4)“Small, community and black box theater. More and more details of how has and what has and what might will follow as I find the time to tell those stories.”
** wait for the book
5)“I have gone much longer not drinking in the past. Just did not do it trying to be sober or in program. Different stuff. Dry v Sober. More on that later too.”
** OK, as I write this I am just shy of 7 months. Jan 2nd to be exact. I have quit before and stayed clean and sober for 30 months. I have been clean since 1981. (I smoked pot once in 1999. I didn’t like anymore then than I did the other time I did it in 1979.) The difference between being dry and being sober is what you are (or are trying) to do with yourself. Alcohol abuse tends to stem from something. AA people refer to character defects. They love to talk about those. Being sober includes identifying those, working to change or at least minimize them. Being sober is about being honest, being of service, being ‘better’ than you were before. Well, that’s what being sober in program is. (yes other things too, this is not a class or a documentary. Wanna know, buy the book and go to meetings) My place and state of mind, my resolve and my intent, everything about all of this stuff is up in the air. Doubt, questions, challenges. Some times I’m dry, sometimes I’m sober, sometimes I don’t even have a problem, I just haven’t had a drink in six months. So it goes.
6)“A bit more soreness comes from many years of being lazy and sedentary. Poor posture, bad eating habits, sitting like a gargoyle and some sudden impact injury residue. I can and could work on some of this. More on that later.”

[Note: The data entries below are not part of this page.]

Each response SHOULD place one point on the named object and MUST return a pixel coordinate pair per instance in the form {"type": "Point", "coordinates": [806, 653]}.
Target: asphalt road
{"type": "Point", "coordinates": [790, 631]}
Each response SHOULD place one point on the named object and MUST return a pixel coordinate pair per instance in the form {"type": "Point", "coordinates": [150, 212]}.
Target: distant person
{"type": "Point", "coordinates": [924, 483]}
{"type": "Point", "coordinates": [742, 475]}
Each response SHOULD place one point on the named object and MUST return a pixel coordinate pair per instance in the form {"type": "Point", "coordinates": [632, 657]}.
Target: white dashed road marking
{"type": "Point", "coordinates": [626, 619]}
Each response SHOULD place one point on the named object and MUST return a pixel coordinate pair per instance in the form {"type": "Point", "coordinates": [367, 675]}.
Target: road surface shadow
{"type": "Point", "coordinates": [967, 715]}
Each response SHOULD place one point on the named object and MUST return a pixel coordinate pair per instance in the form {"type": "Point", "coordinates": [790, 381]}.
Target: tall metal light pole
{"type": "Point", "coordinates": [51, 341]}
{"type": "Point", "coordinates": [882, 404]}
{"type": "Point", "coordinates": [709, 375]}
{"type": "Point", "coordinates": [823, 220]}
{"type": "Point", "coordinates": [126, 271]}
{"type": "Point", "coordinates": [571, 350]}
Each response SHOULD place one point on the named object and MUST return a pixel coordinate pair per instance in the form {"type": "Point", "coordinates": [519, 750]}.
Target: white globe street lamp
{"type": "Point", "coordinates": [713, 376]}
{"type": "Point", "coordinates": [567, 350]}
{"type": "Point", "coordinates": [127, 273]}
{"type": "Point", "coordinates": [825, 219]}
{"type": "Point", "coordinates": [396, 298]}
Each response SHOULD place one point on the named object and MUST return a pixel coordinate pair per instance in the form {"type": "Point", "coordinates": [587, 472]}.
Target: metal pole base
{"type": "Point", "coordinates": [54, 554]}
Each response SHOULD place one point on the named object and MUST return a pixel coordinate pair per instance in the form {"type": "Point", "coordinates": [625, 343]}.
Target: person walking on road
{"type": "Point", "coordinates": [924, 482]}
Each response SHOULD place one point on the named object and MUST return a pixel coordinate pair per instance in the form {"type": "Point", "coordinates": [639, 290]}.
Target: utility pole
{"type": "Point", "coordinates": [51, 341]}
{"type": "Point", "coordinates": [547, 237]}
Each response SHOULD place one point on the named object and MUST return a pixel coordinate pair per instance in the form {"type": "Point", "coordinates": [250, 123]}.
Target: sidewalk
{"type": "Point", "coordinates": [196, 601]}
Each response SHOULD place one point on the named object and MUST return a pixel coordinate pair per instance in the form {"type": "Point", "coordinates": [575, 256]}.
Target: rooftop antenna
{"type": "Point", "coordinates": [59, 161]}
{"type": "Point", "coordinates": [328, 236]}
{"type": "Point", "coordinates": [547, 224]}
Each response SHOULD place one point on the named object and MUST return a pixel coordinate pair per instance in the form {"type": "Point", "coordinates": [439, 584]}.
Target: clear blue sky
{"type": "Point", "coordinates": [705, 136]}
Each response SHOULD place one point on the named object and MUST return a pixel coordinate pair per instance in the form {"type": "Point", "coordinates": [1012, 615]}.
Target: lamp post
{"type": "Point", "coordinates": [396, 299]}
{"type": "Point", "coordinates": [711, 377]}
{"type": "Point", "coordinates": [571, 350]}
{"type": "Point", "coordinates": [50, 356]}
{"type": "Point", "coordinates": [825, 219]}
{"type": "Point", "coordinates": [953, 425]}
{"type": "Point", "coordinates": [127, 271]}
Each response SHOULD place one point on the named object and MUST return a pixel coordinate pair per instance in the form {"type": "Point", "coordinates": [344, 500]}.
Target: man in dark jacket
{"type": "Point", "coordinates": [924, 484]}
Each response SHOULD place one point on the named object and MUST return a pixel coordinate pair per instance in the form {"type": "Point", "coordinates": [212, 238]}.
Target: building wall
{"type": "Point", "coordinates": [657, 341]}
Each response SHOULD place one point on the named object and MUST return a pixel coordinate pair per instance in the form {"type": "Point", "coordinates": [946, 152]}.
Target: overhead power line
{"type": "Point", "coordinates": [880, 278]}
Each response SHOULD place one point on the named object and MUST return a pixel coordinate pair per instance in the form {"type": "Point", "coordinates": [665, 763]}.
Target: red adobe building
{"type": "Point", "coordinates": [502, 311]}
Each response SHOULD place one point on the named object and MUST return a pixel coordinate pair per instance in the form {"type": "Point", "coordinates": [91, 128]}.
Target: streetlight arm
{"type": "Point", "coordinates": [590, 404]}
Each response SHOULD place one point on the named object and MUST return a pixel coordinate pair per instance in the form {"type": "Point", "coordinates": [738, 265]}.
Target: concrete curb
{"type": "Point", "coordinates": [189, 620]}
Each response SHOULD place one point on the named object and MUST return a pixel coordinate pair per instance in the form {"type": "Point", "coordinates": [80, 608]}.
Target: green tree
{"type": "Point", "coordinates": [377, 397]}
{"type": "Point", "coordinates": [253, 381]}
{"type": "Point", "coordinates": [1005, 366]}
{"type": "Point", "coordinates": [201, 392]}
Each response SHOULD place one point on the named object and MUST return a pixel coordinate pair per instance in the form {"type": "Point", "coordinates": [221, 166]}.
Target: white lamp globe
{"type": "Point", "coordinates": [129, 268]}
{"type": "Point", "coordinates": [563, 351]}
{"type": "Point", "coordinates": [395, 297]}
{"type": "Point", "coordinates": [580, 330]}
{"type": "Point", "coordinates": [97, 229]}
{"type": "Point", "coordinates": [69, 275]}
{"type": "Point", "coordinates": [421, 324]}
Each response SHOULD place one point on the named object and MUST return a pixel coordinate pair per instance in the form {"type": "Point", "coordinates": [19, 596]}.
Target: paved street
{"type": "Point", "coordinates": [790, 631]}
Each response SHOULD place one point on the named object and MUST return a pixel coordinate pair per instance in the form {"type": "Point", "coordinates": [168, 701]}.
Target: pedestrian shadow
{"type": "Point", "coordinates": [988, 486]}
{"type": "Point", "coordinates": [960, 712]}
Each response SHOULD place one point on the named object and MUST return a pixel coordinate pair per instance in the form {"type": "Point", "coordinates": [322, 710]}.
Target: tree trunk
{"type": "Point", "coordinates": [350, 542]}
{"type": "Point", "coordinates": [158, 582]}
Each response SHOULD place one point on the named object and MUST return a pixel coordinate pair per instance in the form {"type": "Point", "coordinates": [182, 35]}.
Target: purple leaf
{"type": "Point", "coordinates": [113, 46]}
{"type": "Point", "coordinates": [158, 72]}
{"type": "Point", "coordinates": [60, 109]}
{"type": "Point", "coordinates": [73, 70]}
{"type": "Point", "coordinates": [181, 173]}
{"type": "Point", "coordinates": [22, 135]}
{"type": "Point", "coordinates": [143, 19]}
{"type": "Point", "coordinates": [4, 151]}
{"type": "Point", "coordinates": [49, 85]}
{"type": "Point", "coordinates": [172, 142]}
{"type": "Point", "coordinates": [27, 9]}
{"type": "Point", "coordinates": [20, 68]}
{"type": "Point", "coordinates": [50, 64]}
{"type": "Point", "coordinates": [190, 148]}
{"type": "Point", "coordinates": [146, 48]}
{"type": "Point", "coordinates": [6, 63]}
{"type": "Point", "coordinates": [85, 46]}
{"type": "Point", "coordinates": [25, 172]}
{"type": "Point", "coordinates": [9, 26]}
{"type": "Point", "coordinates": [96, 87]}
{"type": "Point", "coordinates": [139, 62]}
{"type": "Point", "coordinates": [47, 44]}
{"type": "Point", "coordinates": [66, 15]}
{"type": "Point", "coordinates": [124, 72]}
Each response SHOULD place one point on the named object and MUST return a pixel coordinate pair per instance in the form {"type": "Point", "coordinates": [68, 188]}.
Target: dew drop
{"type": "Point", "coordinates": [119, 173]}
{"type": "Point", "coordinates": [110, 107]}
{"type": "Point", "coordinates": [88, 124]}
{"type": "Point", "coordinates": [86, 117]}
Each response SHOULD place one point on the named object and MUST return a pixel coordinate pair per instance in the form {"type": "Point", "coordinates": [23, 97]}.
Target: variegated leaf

** Exercise, Tai Chi, Meditation, Trigger Point Therapy (Thera-cane and lacrosse balls – YUMMY!) intentional posture correction, massage, acupuncture and even chiropractic! I’ve broken a lot of bones. Had some evasive things done on important parts. I should (need might be better word) take care to do the easy things that would make me feel better, that I have been taught and even try to teach others. ‘Take my advice, I don’t need it”!. New Years resolution anyone? I have a room, just for massage but, no reason it could not be for ‘health’ mine and others. Yes, I feel a resolution coming on. Check back – sure there will be something about it here later.
“I am grumpy and pissy and generally unhappy as I write this. More a challenge from technology, things just not working. Gets me frustrated. Also from feeling like a sucker. More on that later too I am sure.”
**My computer is a piece of shit and giving me fits. I do not like technology when it is not working. Takes too long to sort out why it’s not working. Being more than a little ADD (self diagnosed by the way) I prefer to find the problem, fix and move on. And, to do so quickly. However, this a great excuse to build a new machine, triple up the hard drives and go Linux with Microsoft as back up only. Money, all about the money.
** Sucker – always my own fault. Transferring my desire and perceived need in to (or is that on to?) someones statement. exp “That just sucks. Come work at my place, make more money, get insurance and you can work from home so you can go to school too” (until you find out I am a dishonest fuck and lay you off and then dispute your unemployment eligibility). Oh wait, that was just me being stupid and trusting someone. Bad example.
How about this, she said, “Nice shirt, yes lunch would be nice”. What I heard, “You’re beautiful, I want you! I want to spend the rest of my life with you, grow old and die in your arms.” Yea, that was the example I was looking for!
So, now we wander into the new year with no questions. However, I do need to write a book and start at health program, build a computer, fix my character defects, find a job, and get a grip on being single, staying single, living single. Three full days to make a plan, nothing too it.